必要火急の旅へ(その2)

昨夜は道の駅美濃にわか茶屋で二夜連続の車中泊でしたが、疲労と羽毛布団のお陰で氷点下でも快眠!白川郷からの一般道はお店がほとんど無くて晩飯にありつけるか心配でしたが、岐阜で展開しているゲンキーというスーパーが激安で、翌日の昼飯分くらいまでたっぷり補給できました。

 朝七時に再び三井山に戻り、機材を担いで10分ほどの山登り。小さいながら先日登った高尾山よりもよっぽど山っぽいのはもともと山城だったからだそうで、当時土岐氏が治めていたものを織田信長のお父さんが攻め落としたらしい。今では岐阜基地はもちろん岐阜市街地や遠く名古屋まで望める眺望だけでなく、古墳や貯水池もあってバラエティ豊かな憩いの場と言えましょう。

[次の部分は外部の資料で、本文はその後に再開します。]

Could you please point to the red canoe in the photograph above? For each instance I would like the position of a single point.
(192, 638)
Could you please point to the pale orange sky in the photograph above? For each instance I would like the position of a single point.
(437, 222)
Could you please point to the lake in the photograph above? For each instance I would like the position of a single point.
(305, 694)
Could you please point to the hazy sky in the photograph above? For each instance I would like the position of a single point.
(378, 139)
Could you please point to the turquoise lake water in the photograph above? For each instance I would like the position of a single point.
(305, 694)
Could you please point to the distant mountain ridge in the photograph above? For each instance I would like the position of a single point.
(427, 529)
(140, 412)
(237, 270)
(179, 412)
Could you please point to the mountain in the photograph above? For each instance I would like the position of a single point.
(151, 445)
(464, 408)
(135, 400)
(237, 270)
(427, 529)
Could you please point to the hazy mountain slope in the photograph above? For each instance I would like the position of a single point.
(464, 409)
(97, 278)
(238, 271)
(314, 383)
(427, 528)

 また岐阜基地は飛行開発実験団という試験部隊のベースであり、全国で活躍している航空自衛隊運用機のプロトタイプや初号機が、各種テスト用に運用されております。昨日に引き続きヒーヒー言いながら登頂後基地エプロンを凝視すると、今日はファントムが三機も整列!早くも祭りの予感に武者振るいしつつ望遠レンズをセットしていると、通常1stフライトよりもかなり早い7時半に、一機のファントムがタキシーウェイへ踊り出す様子を確認しました。

 ついに残り少ないファントムの飛翔を収められるかとドキドキしながらファインダーを見つめると、グングン高度を上げてこちらに近づくファントムは、まさかの301号機!!!知る人ぞ知るレガシー・ファントムで、三菱重工のライセンス生産でなく近代化改修も施していない、米国マクダネル・ダグラス社製の純粋EJ型!初号機かつ飛実特別塗装を施したファントム・オブ・ファントムという伝説の機体だったのです。

 しかも三本タンクの遠征仕様で、Twitterによると結局この後百里基地まで飛行して翌日帰還したのですが、SNSによれば最後のファントム飛行隊が巣立った基地へのお別れ飛行だったのではないかという推測でした。貴重な瞬間に立ち会えて、岐阜遠征の目的が完遂された事をしみじみと噛み締めつつ、あとはビクトリー・ラン。昨日に引き続きF-2やF-15、T-4にC-1初号機、KC-767まで拝めました。疲れを溜めないままどのタイミングで撤収するかが肝ですが、喜びも束の間、これまで息を潜めていた雪が猛烈な勢いで降り出し、眼下の光景が霞むほど。これはもう午後の訓練はキャンセルだろうなと判断し、以前名古屋空港を訪れた際訪問し損ねた、岐阜かかみがはら航空宇宙博物館へ行くことに。

 車で数分の博物館もほとんど客がおらず、あわよくば建物の屋上展望所から監視を続けようと思いましたが、やはりこの荒天が尾を引き当然の如く閉鎖。諦めて望遠とレシーバーをぶら下げたまま、ピカピカの状態で展示されている展示機を見渡します。やはり非凡な縁(非縁)を感じるのは、日本に一機しかない帝国陸軍三式戦闘機「飛燕」の復元実機。2015年まで知覧特攻平和会館に展示されていた機体が川崎重工岐阜工場へ里帰りし、充分な修復作業を経て目玉として展示されていました。知覧での鮮やかな塗装とは異なり、ジュラルミン剥き出しの荒々しさは、戦争遺跡としての迫力を存分に見せ付けます。参考機体のフォッケウルフよりも秀でた性能を出しながら複雑な液冷エンジンの整備が追いつかず、悲運を迎えた戦闘機。生まれた地に戻り、安息の眠りに落ちたかのようでした。